THINK OF A NUMBER by John Verdon is closer to the latter type of story, with Dave Gurney starring as the crab. Gurney, newly retired from his position as the NYPD’s top homicide investigator, has moved out of the city with his wife Madeleine and into a farmhouse near the village of Walnut Crossing. He is one of those crabs, in other words, who has actually made it out of the barrel. Unconsciously or otherwise, however, Gurney wants to be dragged back in. He spends his days as a Photoshop artiste, manipulating mug shots of serial murderers into works of art that have acquired a paying audience thanks to the subject matter, his eye for the unusual, and his own notoriety, acquired through his resolution of high-profile cases.

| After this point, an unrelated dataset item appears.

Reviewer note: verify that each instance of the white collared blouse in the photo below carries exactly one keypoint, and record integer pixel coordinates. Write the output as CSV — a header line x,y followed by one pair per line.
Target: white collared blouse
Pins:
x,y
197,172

It’s a telephone call from a gone and almost forgotten acquaintance that ultimately brings Gurney back into the hunt. Mark Mellery is the acquaintance, a scholar of the hale-fellow-well-met sciences who is 250 pounds of manure in a 100-pound bag. Mellery has done quite well for himself with a New Age-type retreat and counseling center that has enabled him to become a member in good standing of the rich and famous. His world has been rocked to its core, though, with his receipt of a series of mysterious letters written in verse indicating that the sender 1) knows him very well, and 2) wishes him ill will. Mellery is particularly unsettled when a letter asks him to think of a number; a second one enclosed with the first correctly notes the number Mellery had in mind. Gurney is intrigued but initially reluctant to get involved, suggesting instead that Mellery contact the police. Mellery refuses, and Gurney, his wife’s misgivings notwithstanding, gets tugged back into the barrel. More letters follow, including another that demonstrates the sender’s ability to read Mellery’s mind.

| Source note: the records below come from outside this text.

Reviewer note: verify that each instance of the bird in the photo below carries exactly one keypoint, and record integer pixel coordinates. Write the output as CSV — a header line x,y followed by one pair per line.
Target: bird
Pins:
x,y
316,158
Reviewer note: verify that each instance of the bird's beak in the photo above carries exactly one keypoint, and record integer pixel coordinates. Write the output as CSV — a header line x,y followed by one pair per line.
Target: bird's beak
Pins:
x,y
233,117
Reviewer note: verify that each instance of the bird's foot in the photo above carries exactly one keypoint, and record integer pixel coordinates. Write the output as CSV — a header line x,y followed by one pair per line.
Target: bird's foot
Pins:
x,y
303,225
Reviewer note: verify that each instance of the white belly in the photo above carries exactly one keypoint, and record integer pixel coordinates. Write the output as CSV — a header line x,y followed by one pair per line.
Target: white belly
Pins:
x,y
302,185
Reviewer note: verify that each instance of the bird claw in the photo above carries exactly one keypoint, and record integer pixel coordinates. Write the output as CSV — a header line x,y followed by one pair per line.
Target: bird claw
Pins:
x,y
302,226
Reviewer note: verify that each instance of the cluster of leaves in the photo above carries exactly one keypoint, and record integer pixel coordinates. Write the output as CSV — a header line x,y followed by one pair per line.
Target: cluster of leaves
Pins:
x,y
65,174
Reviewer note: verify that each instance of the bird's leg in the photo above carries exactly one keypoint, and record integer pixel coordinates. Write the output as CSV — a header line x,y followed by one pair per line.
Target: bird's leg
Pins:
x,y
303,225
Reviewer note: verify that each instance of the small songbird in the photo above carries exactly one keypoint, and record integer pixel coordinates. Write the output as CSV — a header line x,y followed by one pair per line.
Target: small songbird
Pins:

Everything changes, however, when Mellery is brutally murdered. Gurney is brought in as a special investigator, in part because of his initial involvement with Mellery and also because the few clues left at the scene of the crime are contradictory and confusing. Gurney is at loose ends. Nothing makes sense. And even when other murders are discovered, and Gurney is able to determine what is going on, he is no closer to discovering the “who” or the “why” of the killings.
A first-class mystery? You bet, although students of the genre will no doubt deduce one or more of the puzzles before the book’s halfway point. But this is also the story of the unraveling of Gurney’s marriage --- slowly, quietly, inexorably --- a process of which he is aware but either is unable or unwilling to stand athwart and yell halt. His retirement domesticity does not sit well with him, the result being that he neglects his house and family so that both are crumbling around him. There are times when one wants to reach into the pages and shake Gurney --- a likable enough guy, all things considered --- to remind him to do this or that. The resolution of one problem leads indirectly to that of another, though that does not necessarily mean all will be well. As we approach the end of the novel, Gurney has a sense of what is truly important to him. By then, unfortunately, it may be too late.
If there is a problem with THINK OF A NUMBER, it’s that it seems to contain almost too many great ideas, as if Verdon wanted to explore a vast number of issues and characters and had only one book within which to do so. Those who survive the ending will embrace a second round, and Verdon just may get that chance, given the novel’s popular reception. If there is any justice in the world, he will.